Otherwise, basically they look same. I am curious, would that old power cable work with new modern monitors like this Dell monitor? Or the design of these cables and inputs still have some physical change which I might not notice and it won't work?

PS: Not to be confused with those laptop style brick cables where PSU is outside the monitor. That is a separate thing and has entirely different design and irrelavant to my question.
 

Mtop

Reputable
What you describe are the electrical Ratings od said cables, meaning the maximun voltage and current that the cord can safely carrry.
My 1200watt power supply has a massive power cable and my laptop's appears flimsy.
Your 6amp cable should work but first verify the power requirements of the monito (often printed near recpt.) make sure amp numbers on cable are larger that the amp numbers on monitor.

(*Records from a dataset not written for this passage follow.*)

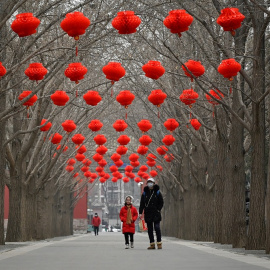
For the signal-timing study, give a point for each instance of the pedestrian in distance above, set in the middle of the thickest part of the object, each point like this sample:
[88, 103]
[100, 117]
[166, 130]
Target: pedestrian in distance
[96, 222]
[128, 215]
[151, 204]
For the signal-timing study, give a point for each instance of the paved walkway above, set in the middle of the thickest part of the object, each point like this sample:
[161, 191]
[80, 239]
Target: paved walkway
[106, 251]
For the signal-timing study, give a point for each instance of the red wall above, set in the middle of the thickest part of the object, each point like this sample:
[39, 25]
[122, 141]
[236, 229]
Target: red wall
[6, 203]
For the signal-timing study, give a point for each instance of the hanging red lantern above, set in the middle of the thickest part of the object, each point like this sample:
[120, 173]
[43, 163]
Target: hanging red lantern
[35, 71]
[69, 168]
[102, 150]
[71, 161]
[82, 149]
[100, 139]
[115, 157]
[195, 123]
[3, 70]
[80, 157]
[25, 24]
[30, 101]
[189, 97]
[229, 68]
[114, 71]
[126, 22]
[153, 69]
[145, 140]
[47, 126]
[75, 72]
[133, 157]
[69, 125]
[144, 125]
[142, 150]
[78, 139]
[95, 125]
[193, 67]
[60, 98]
[230, 19]
[92, 97]
[178, 21]
[168, 139]
[162, 150]
[120, 125]
[121, 150]
[75, 24]
[216, 94]
[171, 124]
[56, 138]
[123, 139]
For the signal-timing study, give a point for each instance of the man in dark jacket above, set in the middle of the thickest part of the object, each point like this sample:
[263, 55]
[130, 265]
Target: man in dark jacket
[152, 203]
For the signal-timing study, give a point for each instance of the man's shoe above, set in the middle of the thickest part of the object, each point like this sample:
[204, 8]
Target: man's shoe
[152, 246]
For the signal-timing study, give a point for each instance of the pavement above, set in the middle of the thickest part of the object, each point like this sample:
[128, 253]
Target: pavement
[107, 251]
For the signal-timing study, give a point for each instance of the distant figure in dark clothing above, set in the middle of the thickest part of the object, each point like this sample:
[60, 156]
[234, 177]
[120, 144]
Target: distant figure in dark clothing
[152, 203]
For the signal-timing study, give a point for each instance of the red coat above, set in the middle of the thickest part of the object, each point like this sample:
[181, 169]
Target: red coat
[96, 221]
[123, 217]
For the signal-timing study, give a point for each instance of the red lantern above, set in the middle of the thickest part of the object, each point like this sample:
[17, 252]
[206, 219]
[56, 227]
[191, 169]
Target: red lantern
[216, 94]
[189, 97]
[95, 125]
[56, 138]
[92, 98]
[142, 150]
[75, 72]
[121, 150]
[153, 69]
[115, 157]
[145, 140]
[178, 21]
[75, 24]
[144, 125]
[82, 149]
[230, 19]
[195, 123]
[168, 139]
[47, 126]
[193, 67]
[133, 157]
[126, 22]
[162, 150]
[229, 68]
[102, 150]
[97, 157]
[123, 139]
[171, 124]
[69, 125]
[25, 24]
[60, 98]
[114, 71]
[120, 125]
[80, 157]
[3, 70]
[71, 161]
[30, 101]
[78, 139]
[153, 173]
[35, 71]
[100, 139]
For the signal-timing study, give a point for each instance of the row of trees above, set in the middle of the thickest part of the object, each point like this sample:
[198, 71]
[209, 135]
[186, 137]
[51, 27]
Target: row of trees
[206, 183]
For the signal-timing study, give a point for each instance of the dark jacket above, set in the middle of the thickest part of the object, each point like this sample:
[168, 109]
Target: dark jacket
[153, 207]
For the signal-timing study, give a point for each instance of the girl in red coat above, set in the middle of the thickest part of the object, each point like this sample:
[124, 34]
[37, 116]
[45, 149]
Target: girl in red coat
[128, 215]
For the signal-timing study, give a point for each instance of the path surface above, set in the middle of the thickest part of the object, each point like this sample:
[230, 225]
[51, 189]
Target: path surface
[106, 251]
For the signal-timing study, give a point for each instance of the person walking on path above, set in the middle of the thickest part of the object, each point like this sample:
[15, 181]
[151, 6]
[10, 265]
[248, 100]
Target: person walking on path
[151, 203]
[128, 215]
[96, 222]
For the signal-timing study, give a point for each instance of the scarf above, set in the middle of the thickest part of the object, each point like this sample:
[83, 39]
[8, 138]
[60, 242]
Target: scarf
[129, 215]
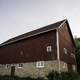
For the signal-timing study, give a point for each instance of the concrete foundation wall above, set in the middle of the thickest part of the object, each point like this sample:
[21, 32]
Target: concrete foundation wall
[30, 69]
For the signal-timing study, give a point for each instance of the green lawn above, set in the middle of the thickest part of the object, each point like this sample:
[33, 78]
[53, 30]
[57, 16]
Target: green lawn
[51, 76]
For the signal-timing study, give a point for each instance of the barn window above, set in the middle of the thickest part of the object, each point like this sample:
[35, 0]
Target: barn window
[74, 67]
[73, 55]
[20, 65]
[8, 66]
[40, 64]
[49, 48]
[64, 65]
[65, 50]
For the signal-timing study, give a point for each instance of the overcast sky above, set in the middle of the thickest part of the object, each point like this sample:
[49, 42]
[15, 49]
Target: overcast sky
[21, 16]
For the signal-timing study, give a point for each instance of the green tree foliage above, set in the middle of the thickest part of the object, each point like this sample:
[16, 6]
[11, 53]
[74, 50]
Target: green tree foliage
[77, 41]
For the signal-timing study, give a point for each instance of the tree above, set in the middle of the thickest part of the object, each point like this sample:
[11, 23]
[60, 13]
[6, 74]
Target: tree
[77, 41]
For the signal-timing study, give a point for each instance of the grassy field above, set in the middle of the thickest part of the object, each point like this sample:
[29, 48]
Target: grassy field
[51, 76]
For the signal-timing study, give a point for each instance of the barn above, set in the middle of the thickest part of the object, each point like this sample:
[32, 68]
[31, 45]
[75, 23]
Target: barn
[38, 52]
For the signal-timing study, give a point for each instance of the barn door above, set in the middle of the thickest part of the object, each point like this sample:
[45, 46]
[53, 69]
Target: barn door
[69, 68]
[12, 70]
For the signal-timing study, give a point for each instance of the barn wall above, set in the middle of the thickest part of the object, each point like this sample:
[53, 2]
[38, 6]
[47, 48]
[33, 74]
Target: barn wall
[30, 49]
[30, 69]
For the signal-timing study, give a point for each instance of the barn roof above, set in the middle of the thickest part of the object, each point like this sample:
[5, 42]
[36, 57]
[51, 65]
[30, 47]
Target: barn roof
[33, 33]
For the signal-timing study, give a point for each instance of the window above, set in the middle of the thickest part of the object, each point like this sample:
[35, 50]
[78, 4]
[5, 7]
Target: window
[65, 50]
[40, 64]
[74, 67]
[8, 66]
[73, 55]
[49, 48]
[20, 65]
[64, 65]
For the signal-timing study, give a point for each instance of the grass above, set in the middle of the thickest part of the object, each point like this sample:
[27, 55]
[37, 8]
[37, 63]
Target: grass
[51, 76]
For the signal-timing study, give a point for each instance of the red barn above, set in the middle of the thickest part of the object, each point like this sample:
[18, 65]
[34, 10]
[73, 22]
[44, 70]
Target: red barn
[38, 52]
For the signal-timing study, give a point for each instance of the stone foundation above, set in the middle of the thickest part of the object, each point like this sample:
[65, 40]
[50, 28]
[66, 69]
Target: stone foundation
[30, 69]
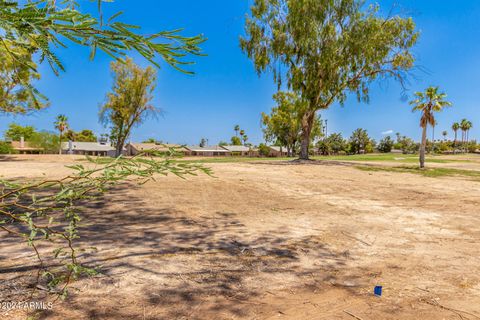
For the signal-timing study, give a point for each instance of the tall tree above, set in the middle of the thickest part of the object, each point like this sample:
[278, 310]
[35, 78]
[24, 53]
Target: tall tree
[465, 126]
[33, 28]
[129, 103]
[428, 103]
[284, 123]
[327, 48]
[445, 134]
[17, 74]
[61, 124]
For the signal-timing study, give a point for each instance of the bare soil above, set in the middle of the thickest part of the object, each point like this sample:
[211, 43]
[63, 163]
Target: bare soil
[269, 240]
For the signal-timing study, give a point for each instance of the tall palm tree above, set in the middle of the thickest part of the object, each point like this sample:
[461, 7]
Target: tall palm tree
[434, 124]
[236, 128]
[428, 103]
[455, 128]
[469, 126]
[465, 125]
[61, 124]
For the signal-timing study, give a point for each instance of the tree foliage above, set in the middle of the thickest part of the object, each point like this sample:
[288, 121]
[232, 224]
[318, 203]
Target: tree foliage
[385, 145]
[47, 211]
[85, 135]
[47, 141]
[360, 142]
[325, 49]
[283, 126]
[36, 28]
[236, 141]
[428, 103]
[129, 103]
[333, 144]
[17, 74]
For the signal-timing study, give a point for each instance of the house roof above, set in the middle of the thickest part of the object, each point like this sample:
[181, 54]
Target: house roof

If cords feel really hot you may have a problem.
 
Mar 31, 2022
26
1
35
0
What you describe are the electrical Ratings od said cables, meaning the maximun voltage and current that the cord can safely carrry.
My 1200watt power supply has a massive power cable and my laptop's appears flimsy.
Your 6amp cable should work but first verify the power requirements of the monito (often printed near recpt.) make sure amp numbers on cable are larger that the amp numbers on monitor.

If cords feel really hot you may have a problem.
Hi. The monitor user guide Electrical specifications mentions this:

21 W (Max)^2, 11.74 W (Pon)^3, 37.3 kWh (TEC)^3

I think I'm pretty 16 AMP plug for wall socket is not really needed. What I am more concerned about is the design of monitor inlet and cable outlet is still same as it was 10 years ago?

Also, for desktop PSU, of course I have a separate cable. That is a different thing. I know that desktop consumes way more power!
 

BFG-9000

Distinguished
The device end of what is now standardized as a C13 IEC cable (the standard for the socket is C14) was codified in 1970. This is why IBM PC clones and their monitors have had this plug since the very beginning.

However its design is far older, being commonly used in British electric irons, percolators and kettles (hence the common name for this cord type as a "kettle plug") since 1950 when PVC began to be widely used as insulation.

Notably, in Europe the wall end is usually fused and the IEC standard itself only requires up to 10A. However given the low 120v wall standard in the USA , 14ga wire and 15A ratings are pretty common here, especially for large photocopiers and laser printers. That "16A" may actually only be the rating of the plug itself and not the wire, or it might actually say 16AWG/16ga on the wire instead which is only good for 10A continuous up to 50' long.

See, here it's common to either have 15A rated (wired with 14ga) or 20A rated (wired with 12ga) wall outlets and it would be extremely uncommon for a cord to be rated 16A, especially if the wall end was wired for a 15A outlet (the 20A plugs are different and have one horizontal blade so would not fit into a 15A outlet, because here the cords are not fused).

Laptop power bricks often use C5/C6 IEC instead which is commonly referred to as a "Mickey Mouse" cord for obvious reasons.
 
Otherwise, basically they look same. I am curious, would that old power cable work with new modern monitors like this Dell monitor? Or the design of these cables and inputs still have some physical change which I might not notice and it won't work?
The end you're holding in the first photo is known as an IEC 60320 Type C13 plug. The IEC 60320 standard been a thing since 1970.